‘Oh!’ assented Jenny, screwing up her mouth with an appearance of conviction. ‘Yes, to be sure! That accounts for your having so much time to give to interceding. But only to think how kind and friendly a gentleman you must be!’

Mr Fledgeby found that he was skating round a board marked Dangerous, and had better cut out a fresh track. ‘Let’s get back to the dodgerest of the dodgers,’ said he. ‘What’s he up to in the case of your friend the handsome gal? He must have some object. What’s his object?’

‘Cannot undertake to say, sir, I am sure!’ returned Miss Wren, composedly.

‘He won’t acknowledge where she’s gone,’ said Fledgeby; ‘and I have a fancy that I should like to have another look at her. Now I know he knows where she is gone.’

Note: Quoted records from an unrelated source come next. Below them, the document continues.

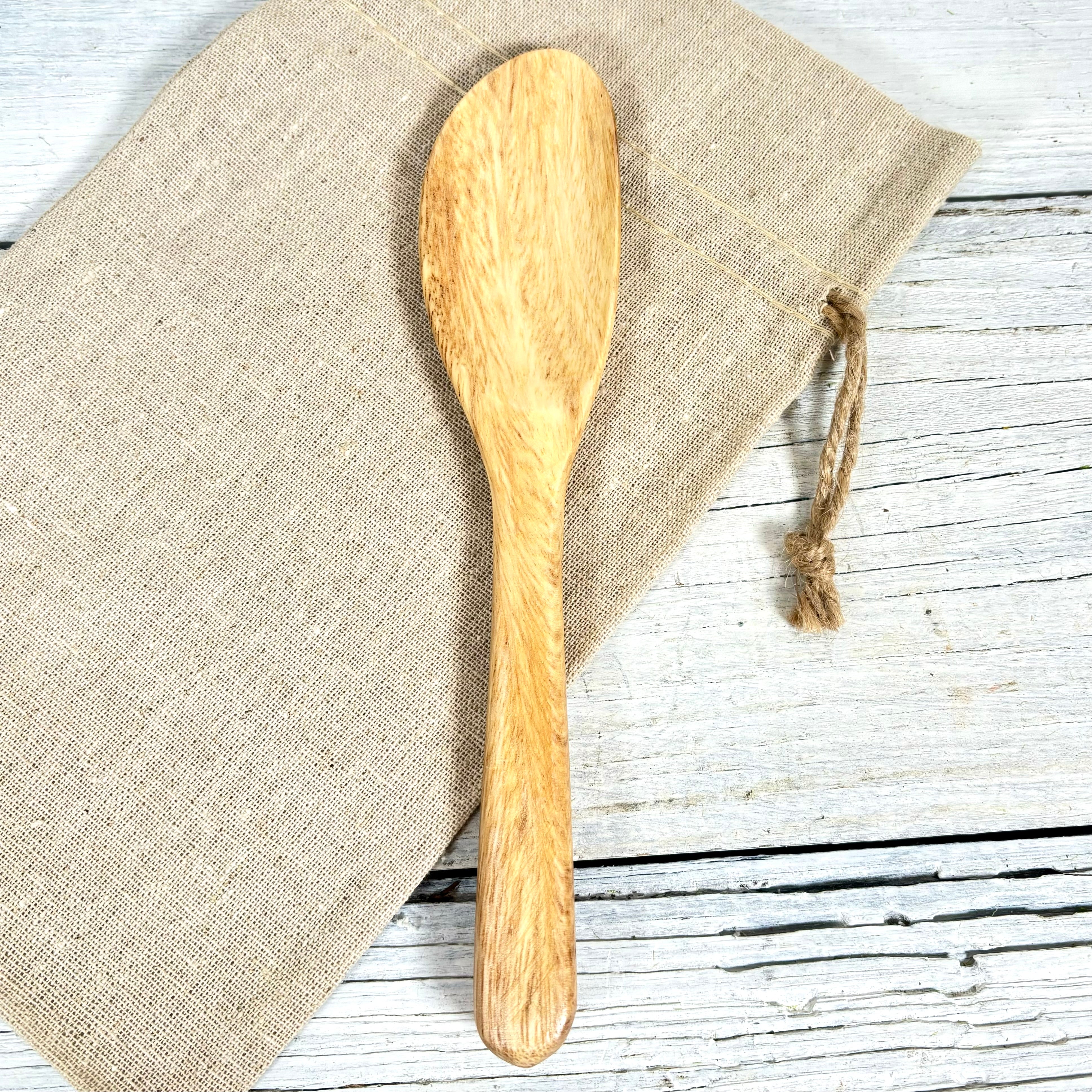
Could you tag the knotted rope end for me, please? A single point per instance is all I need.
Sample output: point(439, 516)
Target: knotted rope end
point(811, 551)
point(818, 606)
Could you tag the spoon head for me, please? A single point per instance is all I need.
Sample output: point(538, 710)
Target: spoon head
point(520, 242)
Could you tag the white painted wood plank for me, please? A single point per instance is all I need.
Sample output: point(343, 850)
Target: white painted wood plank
point(899, 968)
point(956, 698)
point(76, 76)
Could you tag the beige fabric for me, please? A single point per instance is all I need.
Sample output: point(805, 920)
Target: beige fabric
point(244, 528)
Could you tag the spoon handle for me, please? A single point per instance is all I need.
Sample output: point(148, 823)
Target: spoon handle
point(524, 949)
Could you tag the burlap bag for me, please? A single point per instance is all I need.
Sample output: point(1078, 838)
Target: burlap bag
point(245, 530)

‘Cannot undertake to say, sir, I am sure!’ Miss Wren again rejoined.

‘And you know where she is gone,’ hazarded Fledgeby.

‘Cannot undertake to say, sir, really,’ replied Miss Wren.

The quaint little chin met Mr Fledgeby’s gaze with such a baffling hitch, that that agreeable gentleman was for some time at a loss how to resume his fascinating part in the dialogue. At length he said:

‘Miss Jenny!—That’s your name, if I don’t mistake?’

‘Probably you don’t mistake, sir,’ was Miss Wren’s cool answer; ‘because you had it on the best authority. Mine, you know.’